The Ext3 file system was designed to provide higher availability without impacting the robustness (at least the simplicity and reliability) of Ext2. Ext3 is a minimal extension to Ext2 to add support for journaling. Ext3 uses the same disk layout and data structures as Ext2, and it's forward- and backward-compatible with Ext2. Migration from Ext2 to Ext3 (and vice versa) is quite easy, and can even be done in-place in the same partition. The other three journaling file systems required the partition to be formatted with their mkfs utility.
If you want to adopt a journaling file system, but don't have free partitions on your system, Ext3 could be the journaling file system to use. See "Switching to Ext3" for information on how to switch to Ext3 on your Linux machine.
Switching to Ext3
If you want to switch to Ext3, it's a good idea to make a backup of your file systems. Once you've done that, run the tune2fs program with the -j option to add a journal file to an existing Ext2 file system. You can run tune2fs on a mounted or unmounted Ext2 file system. For instance, if /dev/hdb3 is an Ext2 file system, the command
# tune2fs -j /dev/hdb3
creates the log. If the file system is mounted, a journal file named .journal will be placed in the root directory of the file system. If the file system is not mounted, the journal file will be hidden. (When you mount an Ext3 file system, the .journal file will appear. The .journal file is just an indicator to show that the file system is indeed Ext3.)
Next, the entry for /dev/hdb in /etc/fstab needs to be changed from ext2 to ext3. The final step is to reboot and verify that the /dev/hdb3 partition has type ext3. Type mount. The output should include an entry like this one:
/dev/hdb3 on /test type ext3 (rw)
Ext3 provides three data journaling modes that can be set at mount time: data=journal, data=writeback, and data=ordered. The data=journal mode provides both meta-data and data journaling. data=writeback mode provides only meta-data journaling. data=ordered mode, which is the default mode, provides meta-data journaling with increased integrity. With three modes, a system administrator can make a trade off between performance and file data consistency.
If for some reason you'd like to change the Ext3 partition back to Ext2, the process is very simple: umount the file system, and re-mount it using Ext2.

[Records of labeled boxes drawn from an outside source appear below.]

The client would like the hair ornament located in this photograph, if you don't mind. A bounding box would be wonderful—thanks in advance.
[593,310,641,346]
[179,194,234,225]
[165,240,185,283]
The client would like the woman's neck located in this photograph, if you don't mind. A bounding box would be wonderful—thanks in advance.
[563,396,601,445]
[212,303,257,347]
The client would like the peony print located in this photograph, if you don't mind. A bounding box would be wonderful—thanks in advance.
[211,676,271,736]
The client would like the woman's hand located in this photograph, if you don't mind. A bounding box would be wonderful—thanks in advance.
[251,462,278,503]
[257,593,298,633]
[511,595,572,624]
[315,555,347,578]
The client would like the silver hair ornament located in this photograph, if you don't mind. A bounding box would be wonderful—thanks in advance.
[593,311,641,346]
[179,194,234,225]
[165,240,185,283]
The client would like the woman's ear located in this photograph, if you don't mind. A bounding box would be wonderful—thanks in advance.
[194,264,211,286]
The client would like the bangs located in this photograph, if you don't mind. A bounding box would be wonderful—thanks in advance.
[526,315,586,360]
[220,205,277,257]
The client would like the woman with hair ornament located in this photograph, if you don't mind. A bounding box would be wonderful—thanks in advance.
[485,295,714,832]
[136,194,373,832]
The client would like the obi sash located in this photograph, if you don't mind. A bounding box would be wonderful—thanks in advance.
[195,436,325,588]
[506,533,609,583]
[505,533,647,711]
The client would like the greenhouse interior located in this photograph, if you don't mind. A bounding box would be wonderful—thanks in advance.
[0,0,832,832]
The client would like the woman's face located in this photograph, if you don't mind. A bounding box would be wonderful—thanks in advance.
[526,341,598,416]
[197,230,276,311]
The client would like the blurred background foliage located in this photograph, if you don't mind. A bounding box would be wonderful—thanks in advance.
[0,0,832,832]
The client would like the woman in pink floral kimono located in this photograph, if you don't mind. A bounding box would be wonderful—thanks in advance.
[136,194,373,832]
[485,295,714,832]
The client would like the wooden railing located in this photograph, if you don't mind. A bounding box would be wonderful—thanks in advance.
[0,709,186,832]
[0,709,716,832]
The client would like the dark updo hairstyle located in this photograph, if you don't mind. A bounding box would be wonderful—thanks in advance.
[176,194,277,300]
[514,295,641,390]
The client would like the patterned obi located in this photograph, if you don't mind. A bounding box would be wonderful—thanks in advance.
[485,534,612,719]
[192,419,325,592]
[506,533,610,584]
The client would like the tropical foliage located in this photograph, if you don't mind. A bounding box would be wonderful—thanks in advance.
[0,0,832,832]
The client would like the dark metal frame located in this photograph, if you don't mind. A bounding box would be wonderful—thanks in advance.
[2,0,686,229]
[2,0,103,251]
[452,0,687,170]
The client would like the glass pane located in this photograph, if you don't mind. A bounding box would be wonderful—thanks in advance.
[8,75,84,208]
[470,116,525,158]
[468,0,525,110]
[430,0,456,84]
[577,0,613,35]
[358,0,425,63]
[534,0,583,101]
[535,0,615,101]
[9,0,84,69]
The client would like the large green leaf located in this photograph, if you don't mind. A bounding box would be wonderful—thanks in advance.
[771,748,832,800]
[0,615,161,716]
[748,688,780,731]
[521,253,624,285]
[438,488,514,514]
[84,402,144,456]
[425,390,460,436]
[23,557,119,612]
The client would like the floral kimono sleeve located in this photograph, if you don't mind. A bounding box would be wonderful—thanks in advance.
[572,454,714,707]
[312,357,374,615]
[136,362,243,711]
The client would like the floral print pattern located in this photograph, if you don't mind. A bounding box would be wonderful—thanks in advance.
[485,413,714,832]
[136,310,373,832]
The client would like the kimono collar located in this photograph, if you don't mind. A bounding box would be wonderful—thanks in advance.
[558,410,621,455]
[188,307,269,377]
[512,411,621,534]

# mount -t ext2 /dev/hdb3 /test
If you want the file system to mount as Ext2 at boot time, you'll also have to change its entry in etc/fstab.
The downside of Ext3? It's an add-on to Ext2, so it still has the same limitations that Ext2 has. The fixed internal structures of Ext2 are simply too small (too few bits) to capture large file sizes, extremely large partition sizes, and enormous numbers of files in a single directory. Moreover, the bookkeeping techniques of Ext2, such as its linked-list directory implementation, do not scale well to large file systems (there is an upper limit of 32,768 subdirectories in a single directory, and a "soft" upper limit of 10,000-15,000 files in a single directory.) To make radical improvements to Ext2, you'd have to make radical changes. Radical change was not the intent of Ext3.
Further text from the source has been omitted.